- Theatrical poster
- Hangul: 영화의 거리
- RR: Yeonghwaui geori
- MR: Yŏnghwaŭi kŏri
- Directed by: Kim Min-geun
- Screenplay by: Kim Min-geun Kim Ye-sol
- Starring: Han Sun-hwa; Lee Wan;
- Cinematography: Park Cheon-hyeon
- Edited by: Kim Min-geun
- Music by: Kim Hyung-bin
- Production company: Noon Company
- Distributed by: Cinesopa Film Distribution Cooperative
- Release date: September 16, 2021;
- Running time: 77 minutes
- Country: South Korea
- Language: Korean

= Cinema Street =

2021 South romantic comedy melodrama drama film

Cinema Street is a 2021 South Korean independent romantic comedy melodrama drama film directed by Kim Min-geun, and starring Han Sun-hwa and Lee Wan. It was selected for the Busan Film Distribution Support Project, supported by the Busan Creative Economy Innovation Center and the Busan Cinema Center. The film portrays the slapstick romance between two characters who are ex-lovers as they meet, love, break up, and meet again through work. It had its theatrical release on September 16, 2021.

==Plot==
Sun-hwa and Do-young reunited in Busan as film location manager and director, respectively. The romance between the ex-lovers who broke up and met through work is over, but it doesn't seem like it's over.
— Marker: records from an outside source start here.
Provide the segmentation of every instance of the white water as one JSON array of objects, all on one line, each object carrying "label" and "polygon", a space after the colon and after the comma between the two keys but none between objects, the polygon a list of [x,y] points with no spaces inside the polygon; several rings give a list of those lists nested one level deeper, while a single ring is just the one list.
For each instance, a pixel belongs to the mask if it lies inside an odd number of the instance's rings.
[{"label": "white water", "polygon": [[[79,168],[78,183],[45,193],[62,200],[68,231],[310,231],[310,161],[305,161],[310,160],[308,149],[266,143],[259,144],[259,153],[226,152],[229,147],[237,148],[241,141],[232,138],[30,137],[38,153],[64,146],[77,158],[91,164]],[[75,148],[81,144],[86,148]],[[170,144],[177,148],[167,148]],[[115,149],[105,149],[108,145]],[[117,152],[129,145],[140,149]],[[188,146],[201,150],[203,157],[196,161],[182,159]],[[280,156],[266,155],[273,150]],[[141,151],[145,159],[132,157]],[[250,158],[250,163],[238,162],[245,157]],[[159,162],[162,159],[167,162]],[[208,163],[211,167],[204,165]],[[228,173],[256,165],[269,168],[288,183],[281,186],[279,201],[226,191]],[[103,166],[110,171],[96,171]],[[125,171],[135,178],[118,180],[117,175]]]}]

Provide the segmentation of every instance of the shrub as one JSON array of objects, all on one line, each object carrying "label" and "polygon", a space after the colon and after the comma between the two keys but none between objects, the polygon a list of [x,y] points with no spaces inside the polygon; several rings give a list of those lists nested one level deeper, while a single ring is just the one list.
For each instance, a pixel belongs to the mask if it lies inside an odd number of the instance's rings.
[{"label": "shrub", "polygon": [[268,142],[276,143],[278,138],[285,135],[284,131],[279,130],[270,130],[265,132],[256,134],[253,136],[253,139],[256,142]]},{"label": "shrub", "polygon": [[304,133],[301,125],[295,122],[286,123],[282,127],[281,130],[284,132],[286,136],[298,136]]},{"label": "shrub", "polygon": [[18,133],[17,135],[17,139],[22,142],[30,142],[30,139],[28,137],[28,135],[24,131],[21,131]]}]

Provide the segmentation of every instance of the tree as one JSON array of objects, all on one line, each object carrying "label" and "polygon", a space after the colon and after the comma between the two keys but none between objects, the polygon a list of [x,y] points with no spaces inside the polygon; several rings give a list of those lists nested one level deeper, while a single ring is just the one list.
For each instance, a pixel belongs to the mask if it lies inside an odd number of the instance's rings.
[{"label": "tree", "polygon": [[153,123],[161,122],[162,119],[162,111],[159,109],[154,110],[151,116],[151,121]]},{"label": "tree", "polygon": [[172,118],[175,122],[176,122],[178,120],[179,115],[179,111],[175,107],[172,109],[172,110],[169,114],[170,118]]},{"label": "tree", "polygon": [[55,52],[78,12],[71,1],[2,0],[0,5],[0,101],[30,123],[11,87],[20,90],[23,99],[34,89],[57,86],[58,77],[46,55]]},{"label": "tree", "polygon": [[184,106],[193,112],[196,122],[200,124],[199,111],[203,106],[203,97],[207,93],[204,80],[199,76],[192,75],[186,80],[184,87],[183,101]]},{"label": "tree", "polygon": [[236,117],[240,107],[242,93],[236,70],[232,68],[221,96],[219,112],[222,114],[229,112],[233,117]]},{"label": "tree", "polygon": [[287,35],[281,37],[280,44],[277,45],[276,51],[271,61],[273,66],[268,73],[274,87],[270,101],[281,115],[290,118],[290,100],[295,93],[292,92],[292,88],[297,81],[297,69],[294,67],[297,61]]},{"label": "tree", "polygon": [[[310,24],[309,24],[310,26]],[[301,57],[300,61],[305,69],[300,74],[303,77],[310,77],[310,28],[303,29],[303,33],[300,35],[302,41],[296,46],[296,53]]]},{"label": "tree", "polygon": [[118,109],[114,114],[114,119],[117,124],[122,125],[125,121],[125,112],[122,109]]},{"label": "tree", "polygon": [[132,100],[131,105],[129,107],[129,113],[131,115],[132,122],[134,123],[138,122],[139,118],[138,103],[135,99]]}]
Another falling-in-love romance begins at the workplace with extended flashbacks to their past relationship and a couple of comedic meetings with family members, who play ignorant but obviously know what is going on.

==Cast==
- Han Sun-hwa as Gil Sun-hwa, a film location manager
- Lee Wan as Cha Do-young, a film director
- Park Se-ki as Hae-sol, a production company CEO
- Nam Gi-hyung as a cinematographer
- Yoo Min-gon as an assistant director
- Kim Ri-hyun as an assistant director
- Jung Ma-rin as grandmother
- Kim Shin-bi as Soo-hyeon
- Lee Chang-won as Eun-ho
- Seo In-soo as a village resident

==Release==
Cinema Street was released theatrically on September 16, 2021, in South Korea by Cinesopa Film Distribution Cooperative.

==Box Office==
As of October 10, 2021, the total admissions is 1,971.